Before I say a few words about this bill, I do think it's important to point out that this body has now passed numerous pieces of legislation to try to address the energy crisis and the rise in gas prices around this country, including legislation to reduce our dependence on foreign oil by diversifying our energy portfolio. One of the things we passed out of this body to do that was to say we shouldn't be giving taxpayer subsidies, giveaways, to the oil and gas industry at a time when they're already making record profits and Americans are facing record prices at the pump. We should instead be using those resources to invest in renewable energy and energy efficiency. That's the direction this country needs to go.

The President was in Saudi Arabia recently having tea with the leaders of the Saudi Royal Family asking them to reduce prices. They said no. We need a long-term strategy. We passed that out of this House, and, unfortunately, the President said he's going to veto it because he wants to keep giving those subsidies to the oil and gas industry rather than taking a new and different approach to our energy crisis. That's what this House did. Unfortunately, the President continues to block those efforts.

Now, we do need, as a country, to protect our beautiful and vital natural resources like the Chesapeake Bay. The Chesapeake Bay, as my colleague Mr. Sarbanes has pointed out, is the Nation's largest estuary. It is a national treasure; it's a natural treasure. And that's what this bill is about because the Chesapeake Bay is currently under assault from a whole host of sources of pollution. Point sources of pollution like the kind of pollution that comes out of a sewage pipe when it's not being adequately treated before it gets into the tributaries, like the Potomac River, the Anacostia River, the Susquehanna River; and nonpoint sources of pollution, the kind of pollution that washes off our driveways from oil dripping from cars or the pollution that comes off of fields that are under agricultural production.

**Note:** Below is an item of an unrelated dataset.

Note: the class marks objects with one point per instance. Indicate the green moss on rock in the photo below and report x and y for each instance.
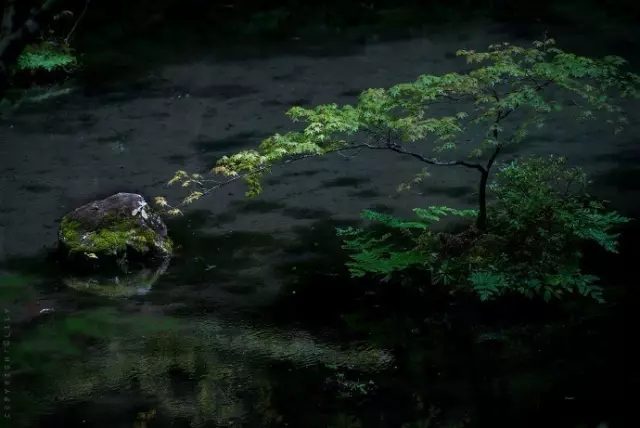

Now, not long ago we passed in this legislature, in this Congress, the farm bill, and that farm bill provided vital additional help to our farmers, who are good stewards of our land. It provided them with vital new tools to help prevent that kind of nonpoint source pollution. And that will give them a vital boost in the years ahead in our effort to clean up the Chesapeake Bay and meet the goals that have been set.

But the other key element to sustain that support is to engage the public. And we mean not just the Department of Agriculture but the other departments and agencies of the United States Government like the Department of Interior and the National Park Service, who has played such an important role in raising the understanding of the public that we all need to be part of this effort to clean up the Chesapeake Bay.

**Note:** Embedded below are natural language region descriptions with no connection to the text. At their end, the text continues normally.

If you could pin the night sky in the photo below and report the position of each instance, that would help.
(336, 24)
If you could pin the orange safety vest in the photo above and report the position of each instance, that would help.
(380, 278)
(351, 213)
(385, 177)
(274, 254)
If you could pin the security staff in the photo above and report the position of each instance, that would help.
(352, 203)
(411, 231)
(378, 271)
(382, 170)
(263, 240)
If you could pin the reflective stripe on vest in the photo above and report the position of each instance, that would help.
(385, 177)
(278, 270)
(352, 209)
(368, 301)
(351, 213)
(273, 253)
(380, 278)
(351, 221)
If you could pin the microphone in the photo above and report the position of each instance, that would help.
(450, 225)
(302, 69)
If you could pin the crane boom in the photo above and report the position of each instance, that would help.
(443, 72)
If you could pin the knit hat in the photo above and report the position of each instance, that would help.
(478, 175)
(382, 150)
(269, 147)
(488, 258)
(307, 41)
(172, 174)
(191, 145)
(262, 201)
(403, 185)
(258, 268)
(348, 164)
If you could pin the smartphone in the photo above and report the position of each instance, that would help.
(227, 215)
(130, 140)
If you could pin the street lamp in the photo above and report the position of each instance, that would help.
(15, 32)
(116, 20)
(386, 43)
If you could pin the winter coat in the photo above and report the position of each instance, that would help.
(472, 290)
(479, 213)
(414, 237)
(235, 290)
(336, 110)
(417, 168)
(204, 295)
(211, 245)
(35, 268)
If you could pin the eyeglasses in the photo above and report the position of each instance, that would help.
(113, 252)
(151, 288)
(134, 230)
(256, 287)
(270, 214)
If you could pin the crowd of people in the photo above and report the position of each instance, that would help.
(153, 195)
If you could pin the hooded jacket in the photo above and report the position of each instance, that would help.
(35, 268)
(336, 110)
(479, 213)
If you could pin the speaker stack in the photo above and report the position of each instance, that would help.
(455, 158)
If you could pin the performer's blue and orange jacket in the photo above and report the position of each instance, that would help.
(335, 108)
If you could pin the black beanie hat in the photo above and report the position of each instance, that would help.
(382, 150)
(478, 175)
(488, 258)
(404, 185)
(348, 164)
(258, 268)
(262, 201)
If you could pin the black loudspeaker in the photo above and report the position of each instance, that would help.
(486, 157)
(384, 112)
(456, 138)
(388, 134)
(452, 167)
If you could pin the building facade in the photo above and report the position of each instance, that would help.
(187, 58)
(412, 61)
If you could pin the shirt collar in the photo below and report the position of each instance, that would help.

In our State of Maryland, when you go down your roads and you see the systems where the water dumps into the pipes to take it out to rivers, it says this drains into the Chesapeake Bay. We have done a good job of trying to raise that public support. But this system, this whole effort, the Gateways effort that we are talking about in this bill, has also been a vital component of that to let people know what the Chesapeake Bay means to our region and to our country.

And it would be very shortsighted to end this program. What we need to do instead is to say, as has been said by others, that this program has worked in raising that public awareness, enlisting the support of students and adults, young children and senior citizens in this big effort to protect this vital estuary. And this Gateways program has been a very important component in that effort. We need to keep it going, and we need to make it permanent.

I salute my colleague from Maryland, JOHN SARBANES, for his tremendous effort in this region and for reaching out and making this a bipartisan effort along with Mr. Wittman, and I urge adoption of this legislation.